Madgraph5 GPU development
# Madgraph dev meeting 03.10.2022
Present: SR, SH, AV, WH, JT, WH, NN, CV
Apologies: OM, ZW
# Round table
Last week SR, SH, AV, ZW, OM were at a hackathon in Lugano.
A lot of work by all of us with the help of mentors.
## SH
SH: profiled the Fortran code, then OM and ZW removed a large chunk of MLM code,
the Fortran is a factor two faster in time now (and also reduces memory).
Also got some improvements from using shared memory in some cases.
SH: can bring the slides to the agenda and discuss them
TC: any discussion with NVidia expert about supporting C++ new stuff directly?
SH: not really, but we tried the HPC kit and compiler, more complicated than it looks.
SR/AV: yes many issues on different HPCs, especially the Nvidia cluster (and nvc++ there)
AV: we should maybe download the nvc++ locally on our machines and add support for that
WH: some experience installing the nvc++ locally
TC: generally install a compiler locally, but do not use nvc++ in general
## AV
At the hackathon mainly worked with Olivier and Zenny, so report also the things they did:
- OM/ZW work on MLM also reduced fortran memory, so we can run more events in the gpu grid
- worked with OM on splitting the big kernel (that does a helicity loop) on many kernels that do one per helicity: 30% slower for simple processes, but a bit faster for complex processes (and especially it will allow us to run fewer events and fill the GPU with many helicities in parallel
- also worked with OM on the memory structures for "jamp", for separating the Feynman diagrams and color algebras (eventually we may even resume splitting the individual FFVs, but unlikely)

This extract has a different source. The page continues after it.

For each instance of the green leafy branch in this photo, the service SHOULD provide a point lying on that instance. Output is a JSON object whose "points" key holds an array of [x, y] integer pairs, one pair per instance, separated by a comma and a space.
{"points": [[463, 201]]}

- OM had great idea to run color matrix in single precision, ZW did some implementation
- also discussions AV/OM/ZW on algorithmic changes to color algebra: you do not gain a factor two by separating (A+iB)M(A-iB) as AMA+BMB, but you can get a factor two inside each AMA by exploiting the fact that M is symmetric (rewrite ai*mij*aj+aj*mji*ai as 2*ai*mij*aj)
- (for reference, note also OM's work with Andrew Lifson on additional improvements from symmetries and permutations in color algebra)
## WH
Not much to report, did some tests with nvc++ on a local machine.
Trying to use std::par for some calculations.
## JT
Compiling with SYCL for Intel GPUs.
Had some issues finding the right flags for the right device.
NN: can help you with that, also had very similar issues.
## TC
Working with NN on the kokkos bridge.
## NN
Finished integration with madevent for sycl, tested wour five processes.
Compared the results with fortran, using AV's scripts.
Got the same cross sections and LHE files from AV's tmad scripts.
Will also have a look at the performance numbers.
WH: can we produce gridpacks? one colleague at Argonne is doing GTF for this, can ask her
AV: not yet, before we do that we should complete the random color and random helicity,
but then we also need a lot of cleanup for the fortran code generation
When we have a meeting with Josh we should let you know
## CV
Will have some time in the coming weeks to get some performance numbers,
plan to run on cuda and alpaka, on T4s.
## SR
SR: Worked on color matrices at the hackathon, testing both cublas and cutlas.
The advantage of cublas is that it pulls in no dependencies.
Focusing on the "batched" version of cublas.
SR: will know next week about the proposal CIPEA
# Hackathon slides SH
Note the two flamegraphs before/after the changes by OM/ZW on MLM
Note also the roofline plots, we are doing very well.
The new plot shows also the appearance of single precision in the roofline after switching the color algebra to single precision. (Clarified with one mentor that the increase in arithmetic intensity is correct).
WH: how would you optimize the GPU grid size in production?
AV/SR/SH... discussion, many options possible.
AV: anyway if many processes share a GPU, they use it sequentially IIUC
NN: yes confirmed, they go to different streams
# AOB
SR: next meeting? Monday 17 3pm there is a talk at CERN by the DG
Lets try 5pm on Monday 17.